- Gulf of Sidra Offensive (2017): Part of the Second Libyan Civil War
| Date | 3 March 2017 – 14 March 2017 |
| Location | Coast of the Gulf of Sidra, Libya |
| Result | Libyan National Army victory Benghazi Defense Brigades capture a strip of coastal territory between Nofaliya and Ras Lanuf, and transfer it to Government of National Accord.; On 14 March 2017, LNA recaptures all lost positions in a counter-offensive.; |

Belligerents
- General National Congress Benghazi Defense Brigades; Mercenaries (allegedly); Supported by: Misratan militias Government of National Accord (After 7 March) Petroleum Facilities Guard;: House of Representatives Libyan National Army; Libyan Air Force; Mercenaries (allegedly); Supported by: United Arab Emirates (allegedly)

Commanders and leaders
- Brig. Mustafa al-Shirksi Idris Bukhamada (After 7 March): Field Marshal Khalifa Haftar

= Gulf of Sidra Offensive (2017) =

The Gulf of Sidra Offensive was an offensive of the Second Libyan Civil War. It was launched by the Benghazi Defense Brigades on 3 March 2017, and initially resulted in them taking control of a strip of coastal territory between the towns of Nofaliya and Ras Lanuf, which was then handed over to the Government of National Accord. A number of significant oil ports are located in this area, sometimes referred to as the Oil Crescent. The loss of the Oil Crescent was perceived by analysts as a major blow to the power of Field Marshal Khalifa Haftar.

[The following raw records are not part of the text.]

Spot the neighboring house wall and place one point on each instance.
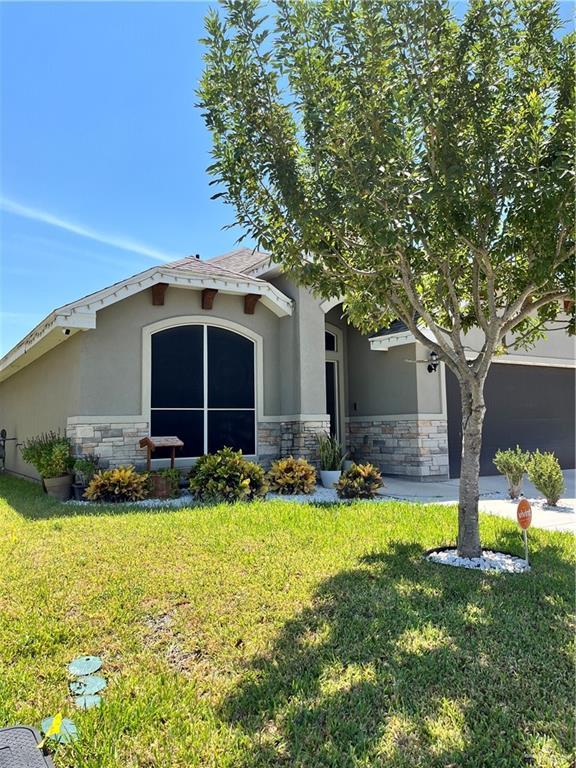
(39, 398)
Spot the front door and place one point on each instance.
(332, 396)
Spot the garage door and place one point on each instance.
(528, 405)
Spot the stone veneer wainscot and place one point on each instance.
(405, 446)
(116, 439)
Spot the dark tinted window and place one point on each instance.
(234, 429)
(230, 370)
(329, 341)
(177, 377)
(187, 425)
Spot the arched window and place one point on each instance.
(203, 388)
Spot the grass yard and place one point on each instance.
(284, 635)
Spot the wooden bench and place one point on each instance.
(151, 443)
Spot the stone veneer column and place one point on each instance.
(408, 447)
(114, 439)
(293, 437)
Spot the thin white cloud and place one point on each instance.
(125, 244)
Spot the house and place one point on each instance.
(231, 351)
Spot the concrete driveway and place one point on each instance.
(493, 498)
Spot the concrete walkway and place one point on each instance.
(493, 498)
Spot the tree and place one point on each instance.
(418, 164)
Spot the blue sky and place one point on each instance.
(102, 150)
(103, 153)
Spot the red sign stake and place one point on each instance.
(524, 517)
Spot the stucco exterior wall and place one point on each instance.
(380, 383)
(39, 398)
(111, 369)
(301, 353)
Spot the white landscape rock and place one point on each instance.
(489, 561)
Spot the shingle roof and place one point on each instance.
(243, 260)
(217, 267)
(396, 326)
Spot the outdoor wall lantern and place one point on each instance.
(433, 364)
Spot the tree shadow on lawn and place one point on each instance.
(27, 499)
(401, 662)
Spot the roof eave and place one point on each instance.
(81, 315)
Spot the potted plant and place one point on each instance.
(331, 458)
(349, 462)
(85, 468)
(50, 454)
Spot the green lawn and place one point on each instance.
(284, 635)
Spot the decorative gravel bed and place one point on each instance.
(321, 494)
(184, 500)
(489, 561)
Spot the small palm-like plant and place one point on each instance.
(331, 453)
(290, 475)
(361, 481)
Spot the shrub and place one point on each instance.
(545, 473)
(361, 481)
(512, 464)
(292, 475)
(118, 484)
(49, 453)
(227, 476)
(331, 453)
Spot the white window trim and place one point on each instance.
(174, 322)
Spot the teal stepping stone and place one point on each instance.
(68, 731)
(84, 665)
(88, 702)
(87, 685)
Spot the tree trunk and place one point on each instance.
(473, 409)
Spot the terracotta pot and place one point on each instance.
(58, 487)
(329, 477)
(161, 486)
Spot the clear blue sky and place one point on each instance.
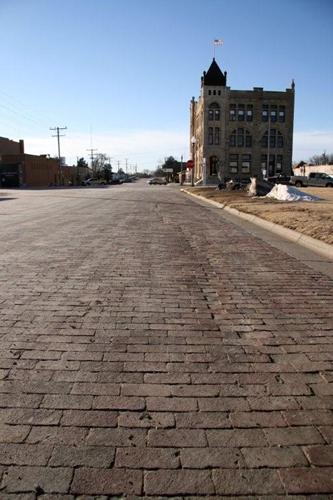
(120, 74)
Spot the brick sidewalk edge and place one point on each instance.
(313, 244)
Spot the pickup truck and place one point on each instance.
(318, 179)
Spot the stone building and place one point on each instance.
(235, 134)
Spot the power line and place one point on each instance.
(58, 135)
(92, 156)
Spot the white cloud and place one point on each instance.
(142, 147)
(307, 144)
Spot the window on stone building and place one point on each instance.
(275, 139)
(233, 164)
(214, 112)
(240, 138)
(217, 136)
(273, 112)
(282, 114)
(249, 113)
(241, 112)
(279, 140)
(264, 113)
(232, 112)
(210, 135)
(278, 168)
(213, 162)
(246, 163)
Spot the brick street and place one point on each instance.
(150, 348)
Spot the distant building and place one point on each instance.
(18, 169)
(236, 134)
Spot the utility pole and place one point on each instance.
(92, 157)
(57, 129)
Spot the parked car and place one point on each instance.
(93, 182)
(158, 180)
(279, 179)
(315, 179)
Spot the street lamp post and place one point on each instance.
(193, 141)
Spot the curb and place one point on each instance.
(317, 246)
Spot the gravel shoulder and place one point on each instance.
(314, 219)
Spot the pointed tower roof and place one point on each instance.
(214, 75)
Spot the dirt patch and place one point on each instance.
(311, 218)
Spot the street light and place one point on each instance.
(193, 141)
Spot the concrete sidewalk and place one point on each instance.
(151, 349)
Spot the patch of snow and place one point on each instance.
(283, 192)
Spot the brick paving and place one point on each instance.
(149, 348)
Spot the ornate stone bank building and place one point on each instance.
(235, 134)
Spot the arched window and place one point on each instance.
(214, 113)
(275, 139)
(240, 138)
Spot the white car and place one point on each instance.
(158, 180)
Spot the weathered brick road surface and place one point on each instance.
(149, 348)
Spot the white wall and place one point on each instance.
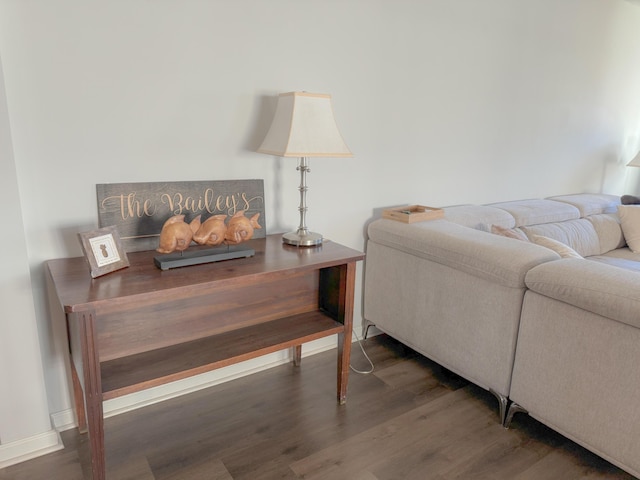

On 14 March, Haftar's Libyian National Army (LNA) recaptured all positions lost to the Benghazi Defence and Misratan Brigades in a counter-offensive after several days of aerial bombardment.

==Background==
The oil ports targeted in the offensive had been under the control of the Libyan National Army, which supports the Tobruk-based elected parliament, since September 2016, when they were seized from the Petroleum Facilities Guard. The Benghazi Defense Brigades, an Islamist-dominated militia, had been founded in Spring 2016, by fighters driven from the key eastern city of Benghazi by the Libyan National Army. The BDB is allied with surviving elements of the defeated PFG.

==Offensive==
After travelling north through the Sahara Desert from the town of Zella, the BDB simultaneously attacked the ports of Nofaliya, Bin Jawad, Sidra and Ras Lanuf on 3 March. Already overstretched by insurgents in northeastern Cyrenaica, the Libyan Air Force was unable to respond effectively to the BDB's simultaneous attacks. After a short but intense period of fighting, the Libyan National Army withdrew east, leaving the BDB in control of the ports. By 4 March, at least nine people were believed to have been killed in the offensive. Over the following days, air strikes were launched by the Libyan Air Force against the BDB, and as of 7 March, the LNA was reportedly massing forces for a counterattack, to be launched from the town of Brega, possibly with the assistance of the United Arab Emirates. Later that day, however, the BDB announced that it had handed the captured ports over to the Government of National Accord, which responded by dispatching the PFG to the area.

==Counteroffensive==
On 9 March, after obtaining endorsement from tribal elders in Benghazi, the LNA launched a counteroffensive in the Oil Crescent, with armoured brigades being sent to the area. The following day, it was reported that airstrikes had targeted Sidra and Ras Lanuf, and that heavy fighting had broken out in Uqayla, a small town located on the frontline.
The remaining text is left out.